Infatti, anche in "Amore carne" c'è il 'racconto' del rapporto con la madre, ma allora pubblicamente non voleva che fosse troppo esplicito il suo essere omosessuale, sieropositivo e buddista. Aveva paura che sua madre ne soffrisse. Convinto che delle tre cose la più dolorosa fosse scoprire che non era cattolico... E Pippo ora racconta tutto di sé, senza più timori e indugi, spietato con se stesso e col mondo, ma sempre e comunque, prendendosi in giro con grande autoironia.

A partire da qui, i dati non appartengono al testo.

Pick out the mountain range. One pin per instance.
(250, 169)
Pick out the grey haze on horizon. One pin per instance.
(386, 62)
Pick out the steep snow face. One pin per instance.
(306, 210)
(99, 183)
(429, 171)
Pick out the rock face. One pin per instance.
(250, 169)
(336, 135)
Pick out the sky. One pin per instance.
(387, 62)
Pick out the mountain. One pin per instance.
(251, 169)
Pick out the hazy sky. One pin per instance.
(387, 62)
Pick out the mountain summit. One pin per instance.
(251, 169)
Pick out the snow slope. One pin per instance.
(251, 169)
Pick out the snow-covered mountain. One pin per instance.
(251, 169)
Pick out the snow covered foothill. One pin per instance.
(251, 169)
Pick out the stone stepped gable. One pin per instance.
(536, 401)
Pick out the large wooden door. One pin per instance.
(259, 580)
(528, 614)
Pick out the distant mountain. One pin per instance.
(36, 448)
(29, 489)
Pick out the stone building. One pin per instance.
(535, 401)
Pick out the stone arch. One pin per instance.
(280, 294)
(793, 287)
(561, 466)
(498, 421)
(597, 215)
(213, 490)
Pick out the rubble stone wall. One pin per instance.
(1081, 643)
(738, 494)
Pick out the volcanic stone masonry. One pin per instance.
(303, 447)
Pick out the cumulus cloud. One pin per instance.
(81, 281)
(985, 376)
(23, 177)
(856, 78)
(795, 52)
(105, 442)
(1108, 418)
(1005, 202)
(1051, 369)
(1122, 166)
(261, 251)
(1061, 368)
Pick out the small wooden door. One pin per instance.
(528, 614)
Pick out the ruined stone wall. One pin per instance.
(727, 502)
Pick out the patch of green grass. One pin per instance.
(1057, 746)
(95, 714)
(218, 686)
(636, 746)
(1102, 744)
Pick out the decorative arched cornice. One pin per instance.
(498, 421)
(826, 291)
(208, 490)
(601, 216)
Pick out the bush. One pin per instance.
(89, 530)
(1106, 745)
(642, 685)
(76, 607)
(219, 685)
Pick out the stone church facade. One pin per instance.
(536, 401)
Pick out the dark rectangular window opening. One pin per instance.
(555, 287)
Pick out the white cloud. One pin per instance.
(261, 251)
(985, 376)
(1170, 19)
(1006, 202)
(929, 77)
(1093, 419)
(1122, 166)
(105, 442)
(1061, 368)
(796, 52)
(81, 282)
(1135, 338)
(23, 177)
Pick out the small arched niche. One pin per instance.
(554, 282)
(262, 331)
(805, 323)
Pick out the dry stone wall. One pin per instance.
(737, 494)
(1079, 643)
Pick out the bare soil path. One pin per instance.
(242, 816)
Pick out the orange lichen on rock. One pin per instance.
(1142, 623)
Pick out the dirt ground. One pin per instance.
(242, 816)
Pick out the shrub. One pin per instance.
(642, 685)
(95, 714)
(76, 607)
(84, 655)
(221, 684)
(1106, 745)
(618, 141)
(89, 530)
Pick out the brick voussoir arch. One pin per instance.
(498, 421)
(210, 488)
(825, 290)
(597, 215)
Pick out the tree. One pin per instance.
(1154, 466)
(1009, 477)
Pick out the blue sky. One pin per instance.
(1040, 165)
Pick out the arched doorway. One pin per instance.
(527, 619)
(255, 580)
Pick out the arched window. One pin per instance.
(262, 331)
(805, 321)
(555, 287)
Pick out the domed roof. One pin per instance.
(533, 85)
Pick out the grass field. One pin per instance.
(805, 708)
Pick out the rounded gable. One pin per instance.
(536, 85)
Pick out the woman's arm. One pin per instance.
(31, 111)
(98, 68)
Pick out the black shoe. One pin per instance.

"Farlo uscire sala è responsabilità di altre persone - prosegue -, molto più difficile spianare la strada che può portarci dietro un movimento; in teatro non c'è mai stata una persona che abbia detto 'perché non diamo la direzione del teatro a Delbono'. E' un discorso politico strano, stai bene finché riesce a non creare movimenti intorno a te. Vai bene come fatto unico, quando rischi di scombussolare la situazione, loro pensano 'preferiamo mantenere le nostre poltroncine'. Quanta gente c'è che fa un lavoro interessante, ma non lo sappiamo. Ho visto il film di Frammartino (Michelangelo, autore de "Il dono" e "Le quattro volte" ndr.) che non conoscevo, sono convinto che siamo influenzati dalla stessa passione. Il nostro cinema gira in tutto il mondo, esiste un nuovo cinema italiano, ma non viene visto in Italia. Noi vogliamo lo straordinario, non la serata piacevole, c'è invidia tra i più vecchi autore, e i giovani non hanno spazio".
"I suoi film suscitano voglia di cinema - ribatte Muller -, quando va a teatro con un nuovo spettacolo Delbono (o la Raffaello Sanzio), c'è il tutto esaurito".
"A Parigi all'uscita del film 'Guerra' c'era mezza sala vuota - aggiunge l'autore -. Cosa ho fatto?, durante lo spettacolo prendevo il microfono e dicevo 'Com'è che a teatro non c'è più un posto, mentre laggiù al cinema c'è mezza sala vuota?' e così il giorno dopo anche il cinema era pieno. Se il film uscisse adesso, e avessi uno spettacolo all'Argentina per due settimane farei la stessa cosa. E' bello rigiocare con i linguaggi."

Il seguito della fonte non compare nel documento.